Audioversie

"Sunshine, lollipops and rainbows

Everything that's wonderful is what I feel when we're together

Brighter than a lucky penny

When you're near the rain goes, disappears, dear

And I feel so fine

Just to know that you are mine" 

- Sunshine, Lollipops and Rainbows (1963) van Lesley Gore

Metaaldraad en vacht

I. In een leeggelopen badkuip zitten, naakt en op zoek naar de dichtbijzijnste warmtebron. Gekkie. ‘Ken je dat experiment van Harlow,’ vraag ik. Ik schuimbek tandpasta en bestudeer hoe je gerimpeld op het droge klautert. Het koffiedik blijft achter. Ik spuug, gorgel en spoel een aantal keer alvorens de vraag toe te lichten. Je zucht alsof alles tegenzit en legt je vochtige baard op mijn schouder.

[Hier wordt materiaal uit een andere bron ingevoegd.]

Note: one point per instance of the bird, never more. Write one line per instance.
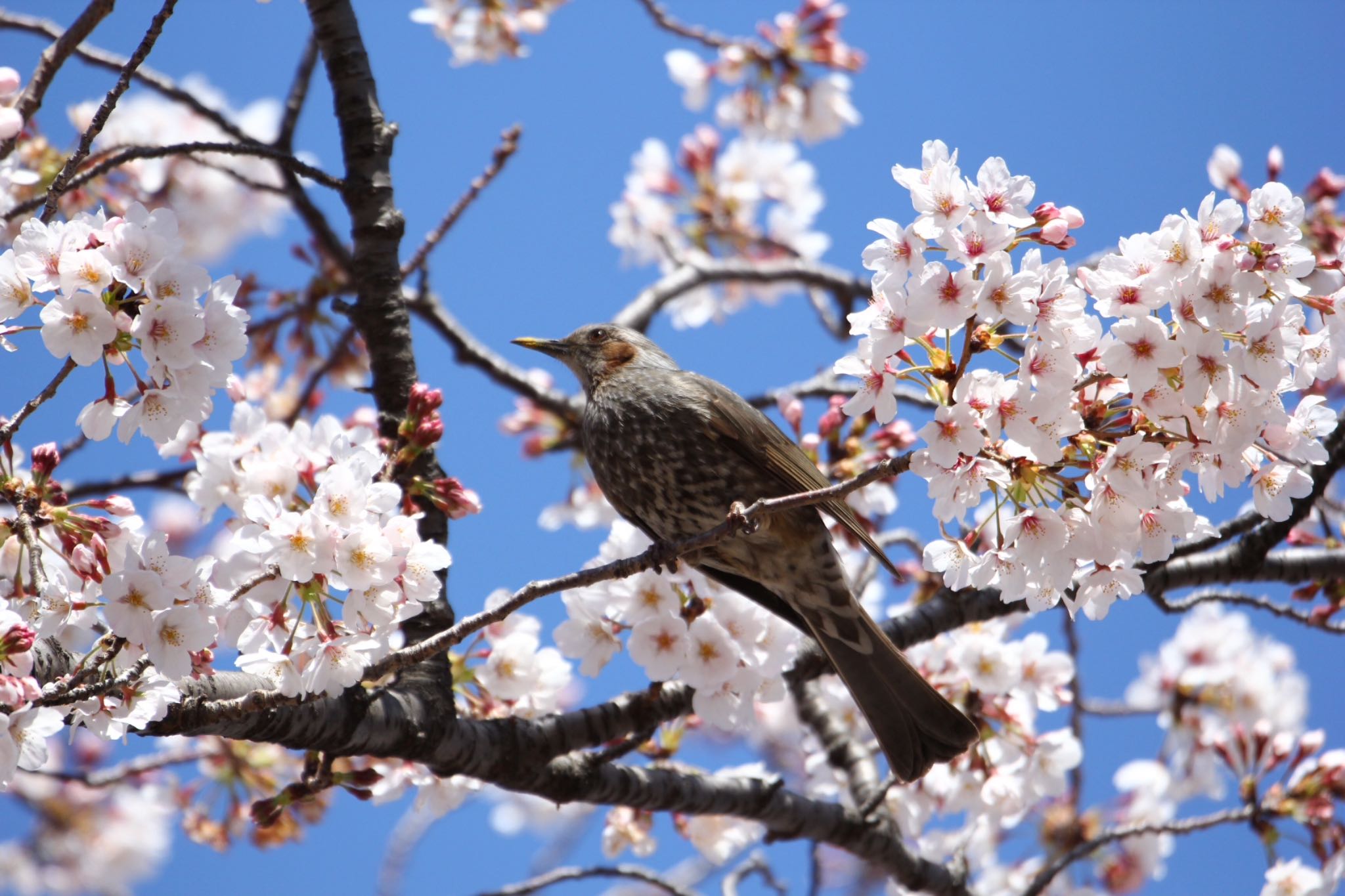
(674, 452)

‘Soms lijk je een beetje op een van zijn aapjes. Harlow was psycholoog en onderzocht de strijd tussen basisbehoeften. Wat deed deze man? Nou, hij haalde zo'n beestje vroegtijdig bij diens mama weg en gaf het dan niet één maar twéé plaatsvervangende surrogaatmoeders van metaaldraad. De een voorzag het wezentje van voedsel, de ander droeg een lekker vachtje; enerzijds onderhoud, anderzijds toebehoren. Om het interessant te houden werd er later ook een monster met grote tanden en klapperkaken bij betrokken. Volle maag of niet: het arme kind begreep ondertussen wel waar het heen moest vluchten.’

Ik vertel niet dat ik mezelf regelmatig als vormloosheid in een omhulsel van huid en haar beschouw en daardoor naar een functie verlang. Je zoent me. Ik maak je wijs dat we een collectief tekort aan oxytocine hebben en dat ik er misschien een oplossing voor heb.

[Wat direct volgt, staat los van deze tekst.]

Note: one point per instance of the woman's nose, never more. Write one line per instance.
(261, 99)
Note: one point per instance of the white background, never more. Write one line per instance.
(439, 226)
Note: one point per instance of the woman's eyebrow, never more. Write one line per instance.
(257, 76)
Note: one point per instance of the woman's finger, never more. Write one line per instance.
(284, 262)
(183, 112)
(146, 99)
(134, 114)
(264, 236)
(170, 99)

II. Stilleven: modderige cowboylaarzen naast de tv-bank, een wit gestreepte spiegel op de eettafel en een panty over de wenteltrap. Men heeft de neiging hier het een en ander uit te concluderen. Iedere true crime-liefhebber weet echter dat zo'n oppervlakkig oordeel niet volstaat en zou ons boven aantreffen: lepeltje-lepeltje, de radio nog aan.

Ik voel me een huisvrouw in een meisjeslichaam, veilig tegen een borst in ironisch gedragen wifebeater aangedrukt. Dit is het: jij bent too old for this shit; ik ben moe en wil gewoon weten hoe de jurk me staat. Het is goed genoeg.

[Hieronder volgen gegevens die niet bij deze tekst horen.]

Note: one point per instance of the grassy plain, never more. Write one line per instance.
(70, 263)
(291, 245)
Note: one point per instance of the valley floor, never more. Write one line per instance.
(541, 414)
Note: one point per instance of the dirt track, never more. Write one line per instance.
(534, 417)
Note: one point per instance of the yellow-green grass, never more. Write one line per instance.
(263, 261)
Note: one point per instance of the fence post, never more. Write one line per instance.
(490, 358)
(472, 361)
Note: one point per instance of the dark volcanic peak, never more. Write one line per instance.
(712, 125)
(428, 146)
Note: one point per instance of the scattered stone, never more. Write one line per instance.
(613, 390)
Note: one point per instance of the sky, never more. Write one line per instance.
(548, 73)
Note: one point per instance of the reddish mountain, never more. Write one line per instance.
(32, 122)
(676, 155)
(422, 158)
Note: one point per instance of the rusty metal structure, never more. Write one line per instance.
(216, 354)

‘Sunshine, Lollipops and Rainbows’ komt voorbij. Ons repetitieve dialoog houdt halt. We weten beiden dat er een stigma op gruwelijkheden rust. Zoals te verwachten viel bel je me niet terug.

III. Ik zag ze voor het eerst onder je grijze badjas, keurig beurtelings bij het recyclepunt vandaan bewegend. Er leunde een matras tegenaan. Die hakken zaten zeker in een combo-pakket met het soort grijns dat bij weddenschappen hoort. (Om hoeveel ledematen ging het?) Nu zie ik ze weer, dansend in onze supermarkt, daar bij de slaap- en laxeermiddelen.

Het nummer is net op maat gemaakt en de schappen buigen voor de dame in fleece. Zij is het perfecte epicentrum. D’r ogen glazig maar gelukzalig, haast helderziend. Ze doet de knokkels van voorbijgangers wit kleuren en dwingt hen hun grip op de hengsels van de winkelmanden te verstevigen.

Wanneer ik wat dichterbij kom hoor ik dat de femme fatale niet meezingt maar in tongen spreekt. Iets over dwazen, duivels, torens en geliefden. Ik denk aan de zorgvuldigheid waarmee je de tarotkaart oprolde. Door. Ik moet door. 

Voor de beveiligingscamera verschijnt een bekende met het zoveelste boeket in cellofaanfolie. Onder de barcode staat een geslaagde marketingtruc: Self love. Nu voor slechts 2.99. Zoals sommige mensen op hun honden lijken, lijken anderen op hun mate van immuniteit.